As an example, Désencyclopédie had this lovely query on the front page, which actually seemed to be able to be run on DPL 2.2 back in the dark, dreadful days before it finally moved off desencyclopedie.wikia.com onto its own domain with "modern" versions of the software:

	<DPL>
	titlematch=%/Récent
	namespace=Portail
	replaceintitle=$/.*$,
	format=¶{| style="background:#f5faff", ¶|<div class="onlyimage">{{Portail:%TITLE%/lien}}</div>|||| '''[[Portail:%TITLE%|%TITLE%]]'''<br><div class="portal-article-box" >,</div>¶|-,¶|-¶|-,¶|}
	include=*
	includemaxlength=250
	order=descending
	ordermethod=lastedit
	count=7
	allowcachedresults=true
	</DPL>

DPL2 tolerated this, but DPL3? Once the project was moved to its own domain (desencyclopedie.org) and DPL3, this sort of ugliness started turning up in SHOW PROCESSLIST;

	 SELECT DISTINCT rev.rev_timestamp,`page`.page_namespace AS `page_namespace`,`page`.page_id
	 AS `page_id`,`page`.page_title AS `page_title` 
	 FROM `revision` `rev`,`page`    WHERE ((`page`.page_title like'%/Récent')) AND `page`.page_is_redirect = '0'
	 AND `page`.page_namespace = '114'  ORDER BY rev.rev_timestamp DESC LIMIT 7;

This may be related to a known bug: https://gitlab.com/hydrawiki/extensions/DynamicPageList/issues/88

In other words, for every revision on the entire database, look up the page name, see if it's in one particular namespace (114:Portail - Portal) and then see if the page name ends in /Recent. That's nuts and slows the database to a crawl. IT SHOULD NOT BE POSSIBLE to do this. T124841 was bad enough from a performance standpoint, but DPL2 looks worse and DPL3 worse still.

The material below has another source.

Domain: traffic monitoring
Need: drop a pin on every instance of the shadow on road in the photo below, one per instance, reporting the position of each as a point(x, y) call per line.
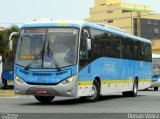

The query should be running the other way - go to page first (not revision), narrow everything down to namespace 114 (which should be an indexed field), then find only the newest entries by date in that namespace. DPL3 makes it too easy to generate expensive queries which turn servers into tarpits.

It needs to be possible to reject DPL invocations which reference unindexed fields, yes, but the SQL code being generated by these extensions also needs to optimise the queries which it does make to ensure that they never retrieve every row in an entire table, only to discard all but a handful later.